Since the third-level domain of mail.yimg.com is already whitelisted (see above), the script runs without ado. Done.
*************************
Downloads are still are more complicated than years ago.

One can allow the blocked object, as we've been doing it, or (shudder) uncheck Forbid <IFRAME> in NS Embeddings.
Or various other ways.

Won't bore you with the investigation and details, but it turns out that there's a "hidden" domain, presumably the one inserted by the IFRAME or object, and that is ymail.com. Never heard of it before; never seen it until today.

So, add to the whitelist:
ymail.com

If you have RequestPolicy, allow requests from yahoo.com to ymail.com.

Next, the most restrictive, but permanent, way to solve the whole Yahoo mail problem is with an ABE rule (NS Options > Advanced > ABE). In the USER box, add this:

Code: Select all

#Yahoo mail download rule
Site *@http://mud.attach.mail.yahoo.com
Accept from mail.yahoo.com *.mail.yahoo.com
Deny

Now downloads of attachments work without fuss.

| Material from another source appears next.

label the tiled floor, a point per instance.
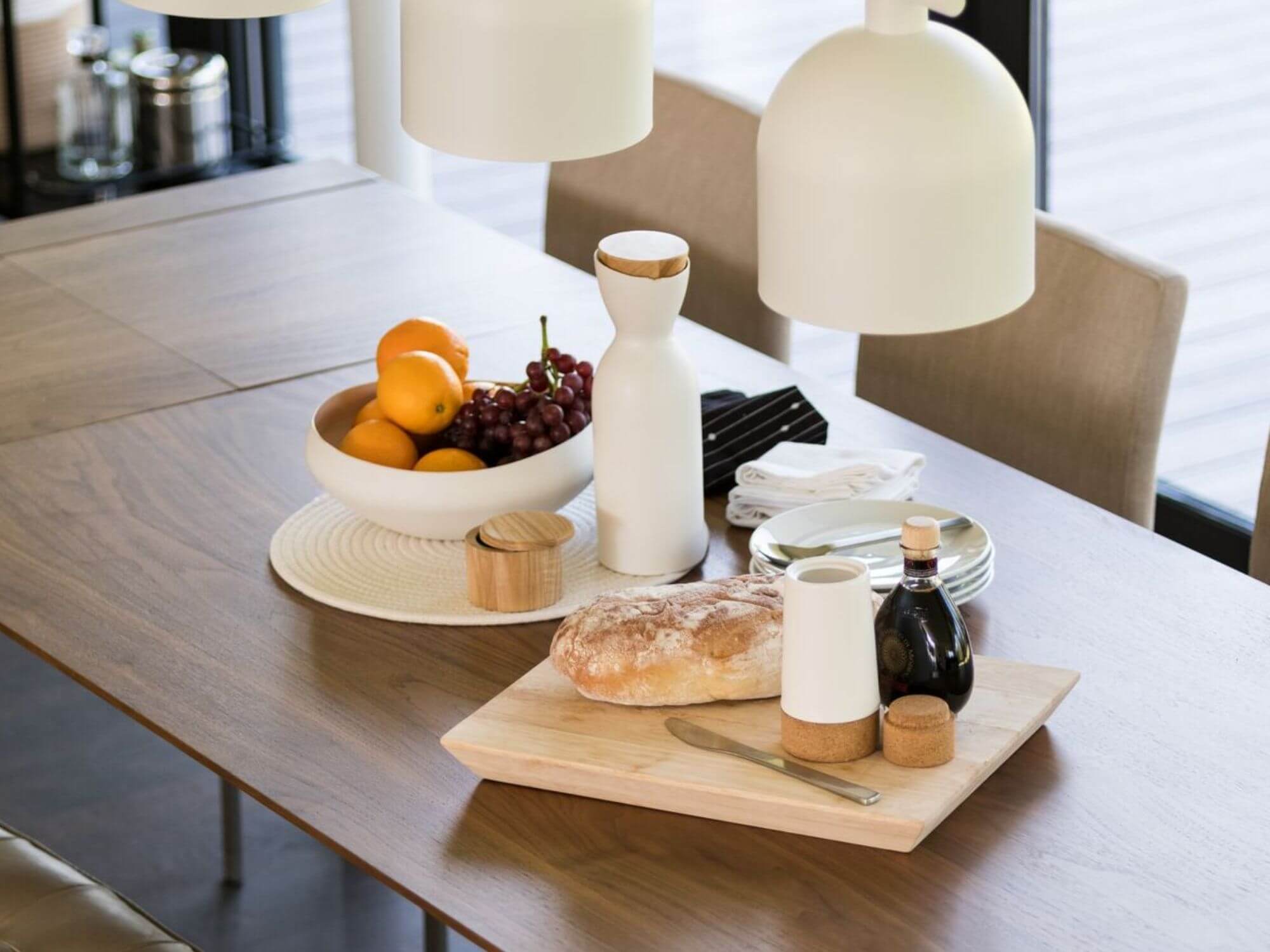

IIUC, Yahoo attachments work for "out-of-the-box" NS, because yahooapis.com is in the default whitelist, and, IIRC, "Apply these restrictions to whitelisted sites too" is unchecked by default. (I may be mistaken on the latter.) These also will allow the attachment process, which is why Giorgio put them in the defaults -- so that new users could use Yahoo services without running into these issues. For those of us who like to fine-tune permissions, these appear to be the most restrictive set of permissions that will still allow u/l and d/l without any further issues.-- at least, so far. That's enough investigating and fine-tuning for a while.

Please let me know if they work for you. Also, any other users of Yahoo mail, either Classic or New, please advise likewise, thanks.

btw, the tests were done on a recent e-mail from a friend who toured Europe in a van. Here's one of the pics downloaded:



It's Mount Etna, in Sicily. ... and yes, that was a nod to the boss.